I remember in the late 90's and early 00's it seemed like SSTO launch vehicles were all the rage and they were even building the X-33, then suddenly nobody wanted to talk about SSTO vehicles anymore. What happened that made nobody interested in single stage to orbit launch vehicles anymore?
Interest was lost mostly because R&D money dried up, and also because the shuttle proved that reusability was difficult and expensive.
SSTOs generally have worse payload fractions than staged launchers, with no inherent advantage in exchange. In the later portion of ascent, after burning most of its fuel, an SSTO is carrying significant mass in now-empty fuel tankage and now-overpowered engines; a two-stage rocket has left that mass behind.
If you're designing a reusable launcher, SSTOs are attractive because you only have to recover one part, but then you're adding the mass penalties for a reusable on top of the mass penalties for SSTO -- thermal shielding and either aero surfaces for a horizontal landing spaceplane (like X-33) or reserve fuel for powered vertical landing (like SpaceX). Cost-effective reusability is challenging enough to design as it is, without the physical constraints of SSTO.

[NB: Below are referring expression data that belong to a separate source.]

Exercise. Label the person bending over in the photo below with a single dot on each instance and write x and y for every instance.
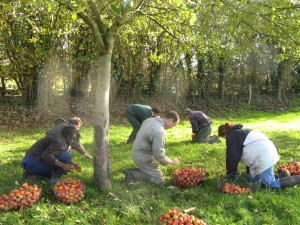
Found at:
(257, 152)
(148, 149)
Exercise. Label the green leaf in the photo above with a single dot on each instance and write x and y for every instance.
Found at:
(193, 18)
(74, 16)
(127, 4)
(115, 9)
(49, 6)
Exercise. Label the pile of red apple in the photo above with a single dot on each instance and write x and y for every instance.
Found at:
(24, 196)
(174, 216)
(75, 167)
(292, 167)
(69, 190)
(234, 189)
(188, 177)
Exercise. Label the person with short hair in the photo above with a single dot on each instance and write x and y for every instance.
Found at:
(49, 156)
(148, 149)
(201, 127)
(136, 114)
(257, 152)
(76, 122)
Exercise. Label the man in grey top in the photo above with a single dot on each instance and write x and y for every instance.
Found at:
(136, 114)
(148, 149)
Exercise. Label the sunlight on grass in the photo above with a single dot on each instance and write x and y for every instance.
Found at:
(142, 203)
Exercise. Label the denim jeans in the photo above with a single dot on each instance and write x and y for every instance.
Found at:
(267, 178)
(39, 167)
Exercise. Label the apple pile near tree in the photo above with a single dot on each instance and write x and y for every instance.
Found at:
(175, 217)
(234, 189)
(69, 190)
(188, 177)
(24, 196)
(292, 167)
(75, 167)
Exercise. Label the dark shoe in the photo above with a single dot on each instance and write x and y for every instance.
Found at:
(55, 178)
(213, 139)
(289, 181)
(129, 178)
(283, 174)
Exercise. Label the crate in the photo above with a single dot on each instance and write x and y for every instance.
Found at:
(18, 197)
(69, 190)
(238, 181)
(189, 176)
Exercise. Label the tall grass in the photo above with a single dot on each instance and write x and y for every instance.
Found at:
(143, 203)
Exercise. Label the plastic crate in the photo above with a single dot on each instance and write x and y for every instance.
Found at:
(18, 197)
(189, 176)
(69, 190)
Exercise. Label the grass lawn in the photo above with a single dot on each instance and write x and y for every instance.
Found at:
(143, 203)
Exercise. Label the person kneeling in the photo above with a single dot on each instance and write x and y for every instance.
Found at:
(49, 157)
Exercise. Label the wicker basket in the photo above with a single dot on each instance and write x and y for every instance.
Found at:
(240, 180)
(17, 197)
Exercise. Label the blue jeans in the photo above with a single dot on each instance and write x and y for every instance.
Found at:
(267, 178)
(39, 167)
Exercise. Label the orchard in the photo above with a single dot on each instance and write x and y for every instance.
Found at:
(19, 198)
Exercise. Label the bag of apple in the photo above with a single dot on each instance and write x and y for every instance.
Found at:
(175, 216)
(24, 195)
(189, 177)
(69, 190)
(292, 167)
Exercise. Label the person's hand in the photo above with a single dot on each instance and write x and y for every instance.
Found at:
(193, 136)
(74, 167)
(67, 167)
(175, 161)
(87, 154)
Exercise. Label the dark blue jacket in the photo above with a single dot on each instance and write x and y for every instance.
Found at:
(234, 143)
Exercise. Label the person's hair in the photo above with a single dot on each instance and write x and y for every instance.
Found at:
(224, 129)
(172, 115)
(69, 131)
(187, 111)
(156, 110)
(75, 120)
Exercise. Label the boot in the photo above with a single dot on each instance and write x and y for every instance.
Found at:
(283, 174)
(289, 181)
(54, 178)
(213, 139)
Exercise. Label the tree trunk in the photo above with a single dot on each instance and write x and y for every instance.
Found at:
(102, 174)
(3, 87)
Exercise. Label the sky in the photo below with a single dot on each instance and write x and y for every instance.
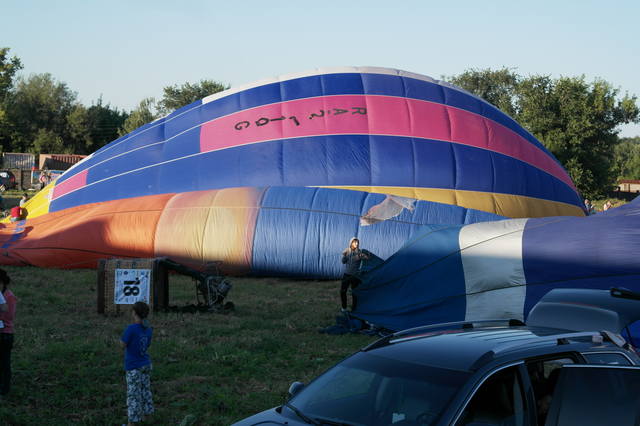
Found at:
(125, 51)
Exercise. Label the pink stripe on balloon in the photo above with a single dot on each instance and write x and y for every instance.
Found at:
(74, 182)
(377, 115)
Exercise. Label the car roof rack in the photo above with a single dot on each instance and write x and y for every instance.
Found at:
(560, 339)
(463, 325)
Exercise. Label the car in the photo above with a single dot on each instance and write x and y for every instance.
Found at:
(569, 365)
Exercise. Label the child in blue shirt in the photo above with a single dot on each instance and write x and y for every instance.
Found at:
(136, 340)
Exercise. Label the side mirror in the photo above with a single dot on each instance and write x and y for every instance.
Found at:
(294, 389)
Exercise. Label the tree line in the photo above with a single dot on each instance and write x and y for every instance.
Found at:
(577, 120)
(39, 114)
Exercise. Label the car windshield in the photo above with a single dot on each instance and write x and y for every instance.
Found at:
(370, 390)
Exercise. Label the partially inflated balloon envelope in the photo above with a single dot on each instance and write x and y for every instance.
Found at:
(274, 177)
(501, 269)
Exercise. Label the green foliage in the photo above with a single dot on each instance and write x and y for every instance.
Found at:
(208, 369)
(178, 96)
(576, 120)
(143, 114)
(626, 159)
(497, 87)
(38, 108)
(8, 69)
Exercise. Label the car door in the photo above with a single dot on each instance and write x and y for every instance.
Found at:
(595, 395)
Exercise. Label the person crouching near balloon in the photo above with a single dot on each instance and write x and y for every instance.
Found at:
(352, 258)
(136, 340)
(8, 304)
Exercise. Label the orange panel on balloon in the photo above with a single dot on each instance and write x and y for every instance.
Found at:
(205, 226)
(79, 236)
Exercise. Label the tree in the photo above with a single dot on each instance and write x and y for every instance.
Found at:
(143, 114)
(38, 109)
(496, 87)
(178, 96)
(8, 69)
(626, 158)
(576, 120)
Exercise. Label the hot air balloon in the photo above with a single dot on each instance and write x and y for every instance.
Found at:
(274, 177)
(501, 269)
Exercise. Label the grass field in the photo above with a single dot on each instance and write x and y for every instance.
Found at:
(209, 369)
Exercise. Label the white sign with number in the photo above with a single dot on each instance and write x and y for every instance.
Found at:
(132, 285)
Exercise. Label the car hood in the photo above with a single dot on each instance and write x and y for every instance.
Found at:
(270, 417)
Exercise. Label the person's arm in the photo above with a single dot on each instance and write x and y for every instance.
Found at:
(11, 307)
(124, 339)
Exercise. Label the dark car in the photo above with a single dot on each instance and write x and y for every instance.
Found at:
(567, 366)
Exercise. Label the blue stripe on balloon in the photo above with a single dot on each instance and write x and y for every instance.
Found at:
(319, 85)
(350, 160)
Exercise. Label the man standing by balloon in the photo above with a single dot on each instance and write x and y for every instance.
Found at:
(352, 257)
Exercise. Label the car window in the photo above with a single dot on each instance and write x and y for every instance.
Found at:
(606, 358)
(543, 374)
(370, 390)
(498, 401)
(594, 395)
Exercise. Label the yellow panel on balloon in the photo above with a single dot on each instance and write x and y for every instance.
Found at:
(216, 225)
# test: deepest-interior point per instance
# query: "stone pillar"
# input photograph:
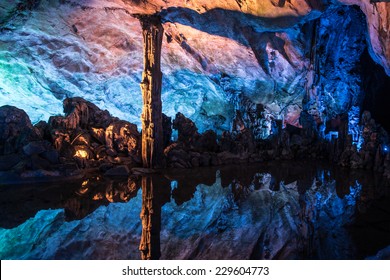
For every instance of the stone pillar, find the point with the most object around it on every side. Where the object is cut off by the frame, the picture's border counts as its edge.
(152, 134)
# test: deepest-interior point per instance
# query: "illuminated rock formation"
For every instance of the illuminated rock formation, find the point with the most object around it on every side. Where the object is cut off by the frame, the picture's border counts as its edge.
(152, 129)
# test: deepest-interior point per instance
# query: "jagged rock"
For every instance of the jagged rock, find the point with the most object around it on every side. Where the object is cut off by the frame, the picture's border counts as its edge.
(9, 161)
(205, 159)
(119, 171)
(207, 142)
(16, 130)
(123, 137)
(177, 156)
(80, 113)
(36, 148)
(167, 130)
(227, 143)
(187, 130)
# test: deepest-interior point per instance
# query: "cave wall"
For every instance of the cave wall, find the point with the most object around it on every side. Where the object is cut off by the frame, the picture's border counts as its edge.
(262, 61)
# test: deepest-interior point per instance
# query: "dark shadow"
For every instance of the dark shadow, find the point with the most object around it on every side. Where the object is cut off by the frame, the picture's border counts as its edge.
(156, 191)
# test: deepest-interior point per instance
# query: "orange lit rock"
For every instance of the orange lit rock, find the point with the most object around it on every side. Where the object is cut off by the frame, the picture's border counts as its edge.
(152, 134)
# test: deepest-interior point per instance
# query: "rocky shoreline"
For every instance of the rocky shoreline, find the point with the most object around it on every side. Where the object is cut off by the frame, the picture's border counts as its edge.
(89, 139)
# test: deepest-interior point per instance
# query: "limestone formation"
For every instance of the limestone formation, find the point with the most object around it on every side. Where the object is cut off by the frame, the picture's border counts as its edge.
(152, 129)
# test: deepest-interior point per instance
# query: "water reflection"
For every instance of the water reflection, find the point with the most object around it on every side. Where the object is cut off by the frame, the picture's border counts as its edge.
(327, 202)
(276, 210)
(155, 193)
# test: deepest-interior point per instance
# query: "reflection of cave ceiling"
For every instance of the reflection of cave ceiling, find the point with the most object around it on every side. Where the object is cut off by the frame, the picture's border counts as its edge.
(217, 56)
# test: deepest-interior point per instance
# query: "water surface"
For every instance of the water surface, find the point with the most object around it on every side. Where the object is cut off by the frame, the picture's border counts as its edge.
(279, 210)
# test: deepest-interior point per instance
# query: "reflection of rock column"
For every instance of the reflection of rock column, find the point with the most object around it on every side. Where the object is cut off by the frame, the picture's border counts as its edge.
(152, 134)
(151, 222)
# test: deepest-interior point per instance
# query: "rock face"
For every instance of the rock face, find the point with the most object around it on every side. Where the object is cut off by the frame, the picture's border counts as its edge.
(56, 49)
(16, 130)
(86, 137)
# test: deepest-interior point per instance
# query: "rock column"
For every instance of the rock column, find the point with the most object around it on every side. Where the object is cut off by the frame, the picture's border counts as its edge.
(152, 134)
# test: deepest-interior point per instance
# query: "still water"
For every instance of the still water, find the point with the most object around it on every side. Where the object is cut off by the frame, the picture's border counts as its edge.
(279, 210)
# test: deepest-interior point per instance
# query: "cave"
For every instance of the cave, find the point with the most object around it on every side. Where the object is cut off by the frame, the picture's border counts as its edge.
(194, 129)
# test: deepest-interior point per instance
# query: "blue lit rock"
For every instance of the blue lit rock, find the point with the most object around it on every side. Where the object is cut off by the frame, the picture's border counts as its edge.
(51, 50)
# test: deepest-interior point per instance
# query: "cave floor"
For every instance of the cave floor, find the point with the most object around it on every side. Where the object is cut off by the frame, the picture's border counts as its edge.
(276, 210)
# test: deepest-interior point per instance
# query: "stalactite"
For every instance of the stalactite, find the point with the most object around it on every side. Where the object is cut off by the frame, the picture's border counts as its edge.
(152, 134)
(151, 223)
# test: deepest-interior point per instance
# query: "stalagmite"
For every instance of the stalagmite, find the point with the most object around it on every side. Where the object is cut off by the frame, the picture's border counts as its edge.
(152, 134)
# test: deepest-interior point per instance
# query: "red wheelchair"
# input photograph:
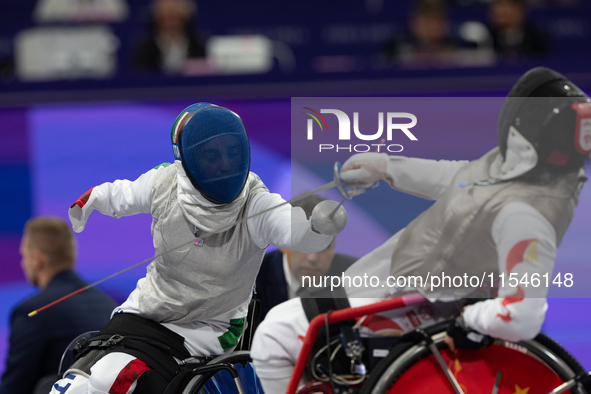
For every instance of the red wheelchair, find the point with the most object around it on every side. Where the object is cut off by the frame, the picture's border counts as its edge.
(420, 363)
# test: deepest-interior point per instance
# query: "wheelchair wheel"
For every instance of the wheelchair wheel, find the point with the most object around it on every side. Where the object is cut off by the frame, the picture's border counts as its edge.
(535, 366)
(221, 382)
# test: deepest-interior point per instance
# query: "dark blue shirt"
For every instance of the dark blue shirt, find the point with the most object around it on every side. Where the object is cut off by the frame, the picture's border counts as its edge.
(37, 343)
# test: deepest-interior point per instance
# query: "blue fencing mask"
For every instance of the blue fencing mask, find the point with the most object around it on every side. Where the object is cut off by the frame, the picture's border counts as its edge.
(212, 145)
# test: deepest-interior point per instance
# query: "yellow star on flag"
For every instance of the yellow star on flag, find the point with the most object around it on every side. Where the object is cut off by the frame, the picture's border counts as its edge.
(519, 390)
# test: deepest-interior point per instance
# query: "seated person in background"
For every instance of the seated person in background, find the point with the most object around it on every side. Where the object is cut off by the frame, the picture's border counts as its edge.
(514, 36)
(171, 40)
(428, 42)
(280, 276)
(37, 343)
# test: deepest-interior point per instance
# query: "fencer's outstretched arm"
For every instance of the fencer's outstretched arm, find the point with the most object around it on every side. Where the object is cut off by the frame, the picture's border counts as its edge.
(526, 247)
(420, 177)
(117, 199)
(283, 227)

By contrast, a two-stage fully reusable launcher needs far less thermal shielding on the slower-moving bottom stage than on the upper, so you only carry the heavy thermal solution on a small part of the entire launcher, and you get to drop some dead weight along the way. As SpaceX demonstrates, you can also develop this capability one piece at a time, but there's no such thing as a partly reusable SSTO.
Skylon may be able to offset some of the SSTO mass penalties by taking oxidizer from the air, but to make the most use of the air-breathing mode, it has to fly a lower ascent trajectory -- which means more heating, thus more mass penalty in its thermal design.